= Anti-cardiolipin antibodies =

Type of autoantibody

Schematic representation of antibody

Anti-cardiolipin antibodies (ACA) are antibodies often directed against cardiolipin and found in several diseases, including syphilis, antiphospholipid syndrome, livedoid vasculitis, vertebrobasilar insufficiency, Behçet's syndrome, idiopathic spontaneous abortion, and systemic lupus erythematosus (SLE). They are a form of anti-mitochondrial antibody. In SLE, anti-DNA antibodies and anti-cardiolipin antibodies may be present individually or together; the two types of antibodies act independently. This is in contrast to rheumatoid arthritis with systemic sclerosis (scleroderma) because anti-cardiolipin antibodies are present in both conditions, and therefore may tie the two conditions together.

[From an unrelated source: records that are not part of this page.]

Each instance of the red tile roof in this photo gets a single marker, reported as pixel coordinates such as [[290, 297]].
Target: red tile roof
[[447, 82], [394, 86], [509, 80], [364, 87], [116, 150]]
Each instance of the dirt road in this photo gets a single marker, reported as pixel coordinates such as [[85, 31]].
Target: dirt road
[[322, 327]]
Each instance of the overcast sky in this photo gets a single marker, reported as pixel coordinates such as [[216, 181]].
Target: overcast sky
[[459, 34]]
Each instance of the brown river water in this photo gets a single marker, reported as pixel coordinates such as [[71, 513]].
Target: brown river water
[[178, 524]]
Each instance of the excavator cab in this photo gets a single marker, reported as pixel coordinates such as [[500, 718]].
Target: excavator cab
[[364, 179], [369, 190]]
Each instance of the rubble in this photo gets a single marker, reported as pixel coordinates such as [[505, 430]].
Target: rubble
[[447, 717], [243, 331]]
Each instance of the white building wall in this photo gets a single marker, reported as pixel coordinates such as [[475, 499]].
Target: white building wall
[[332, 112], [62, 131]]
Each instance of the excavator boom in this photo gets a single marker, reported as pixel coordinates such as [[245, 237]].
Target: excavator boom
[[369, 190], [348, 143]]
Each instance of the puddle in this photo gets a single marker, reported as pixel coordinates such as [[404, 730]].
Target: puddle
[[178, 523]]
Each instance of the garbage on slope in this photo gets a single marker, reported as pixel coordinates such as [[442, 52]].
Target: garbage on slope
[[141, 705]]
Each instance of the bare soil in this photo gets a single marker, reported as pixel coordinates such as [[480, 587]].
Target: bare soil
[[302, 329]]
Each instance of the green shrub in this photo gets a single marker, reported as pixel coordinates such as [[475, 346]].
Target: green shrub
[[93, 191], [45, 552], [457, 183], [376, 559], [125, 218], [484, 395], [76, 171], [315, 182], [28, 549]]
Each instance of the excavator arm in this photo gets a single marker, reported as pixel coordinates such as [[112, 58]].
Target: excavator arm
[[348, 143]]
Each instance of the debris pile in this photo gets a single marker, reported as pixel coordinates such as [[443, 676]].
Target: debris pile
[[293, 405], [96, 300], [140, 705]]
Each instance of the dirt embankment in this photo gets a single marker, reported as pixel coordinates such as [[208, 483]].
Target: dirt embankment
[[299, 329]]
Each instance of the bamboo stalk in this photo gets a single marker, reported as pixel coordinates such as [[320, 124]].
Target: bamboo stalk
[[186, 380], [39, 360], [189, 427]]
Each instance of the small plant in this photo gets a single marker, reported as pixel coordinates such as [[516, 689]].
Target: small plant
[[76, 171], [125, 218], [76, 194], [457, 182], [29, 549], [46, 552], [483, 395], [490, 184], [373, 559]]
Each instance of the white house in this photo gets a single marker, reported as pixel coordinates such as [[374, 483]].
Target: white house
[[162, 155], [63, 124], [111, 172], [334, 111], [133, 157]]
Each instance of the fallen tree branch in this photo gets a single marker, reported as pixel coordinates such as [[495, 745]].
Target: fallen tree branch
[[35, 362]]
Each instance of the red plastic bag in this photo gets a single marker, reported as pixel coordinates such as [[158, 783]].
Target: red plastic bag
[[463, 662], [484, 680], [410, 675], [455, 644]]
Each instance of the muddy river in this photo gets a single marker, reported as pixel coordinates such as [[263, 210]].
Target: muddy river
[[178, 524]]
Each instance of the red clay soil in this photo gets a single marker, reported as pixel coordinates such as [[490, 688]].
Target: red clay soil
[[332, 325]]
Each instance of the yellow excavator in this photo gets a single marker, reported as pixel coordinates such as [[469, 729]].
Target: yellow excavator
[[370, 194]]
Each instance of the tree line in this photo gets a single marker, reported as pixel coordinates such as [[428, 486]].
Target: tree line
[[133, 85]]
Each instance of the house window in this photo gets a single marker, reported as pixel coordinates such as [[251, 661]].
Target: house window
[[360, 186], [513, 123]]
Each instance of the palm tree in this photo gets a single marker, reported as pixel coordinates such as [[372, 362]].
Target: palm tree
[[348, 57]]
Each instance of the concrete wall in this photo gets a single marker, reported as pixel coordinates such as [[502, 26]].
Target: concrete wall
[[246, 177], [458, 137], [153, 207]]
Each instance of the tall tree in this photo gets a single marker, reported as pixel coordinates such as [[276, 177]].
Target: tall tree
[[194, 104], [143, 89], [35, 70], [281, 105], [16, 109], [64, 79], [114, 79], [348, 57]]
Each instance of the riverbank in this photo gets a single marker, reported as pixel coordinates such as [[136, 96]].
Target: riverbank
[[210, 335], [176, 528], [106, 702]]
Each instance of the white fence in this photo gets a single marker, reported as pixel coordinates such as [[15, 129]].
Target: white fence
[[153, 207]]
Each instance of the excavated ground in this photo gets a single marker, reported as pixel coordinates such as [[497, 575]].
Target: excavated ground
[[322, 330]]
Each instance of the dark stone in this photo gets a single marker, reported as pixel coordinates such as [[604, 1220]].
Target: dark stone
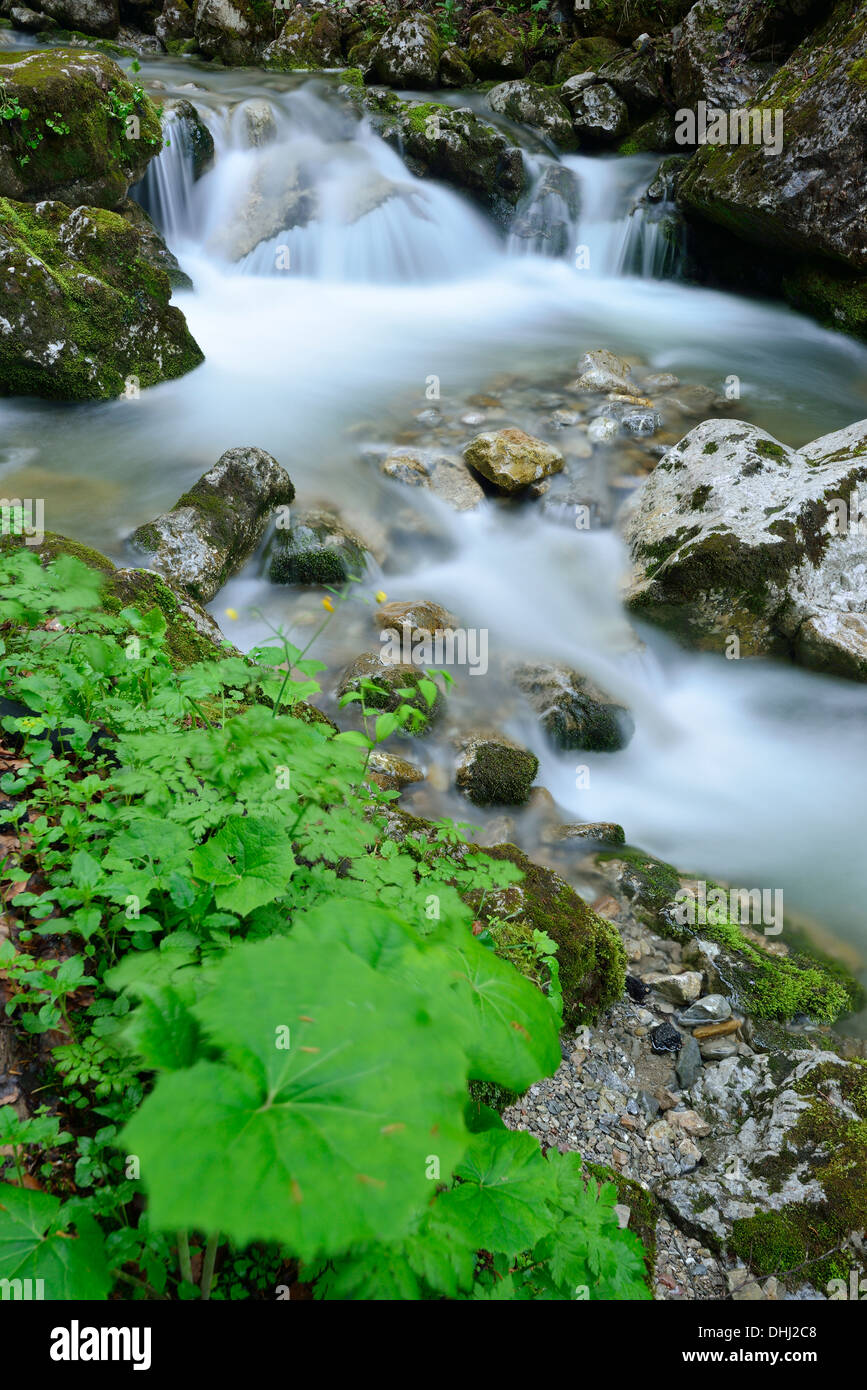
[[666, 1039]]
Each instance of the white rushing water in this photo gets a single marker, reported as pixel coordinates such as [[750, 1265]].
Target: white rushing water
[[748, 770]]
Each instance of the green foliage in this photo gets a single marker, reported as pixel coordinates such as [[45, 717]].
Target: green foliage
[[274, 1009]]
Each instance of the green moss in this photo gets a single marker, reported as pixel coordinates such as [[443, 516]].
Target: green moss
[[589, 951], [835, 1137], [97, 298], [643, 1208]]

Anti-cardiolipin antibodies can be classified in two ways:
- As IgM, IgG or IgA
- As β_{2}-glycoprotein dependent or independent
  - In autoimmune disease, ACA are beta-2 glycoprotein dependent
  - In syphilis, ACA are beta-2 glycoprotein independent and can be assayed using the Venereal Disease Research Laboratory test

==Apolipoprotein H involvement==
β_{2}-glycoprotein I has been identified as apolipoprotein H and is required for the recognition of ACA in autoimmune disease. Only a subset of autoimmune anti-cardiolipin antibodies bind Apo-H, these anti-apolipoprotein antibodies are associated with increased thrombosis.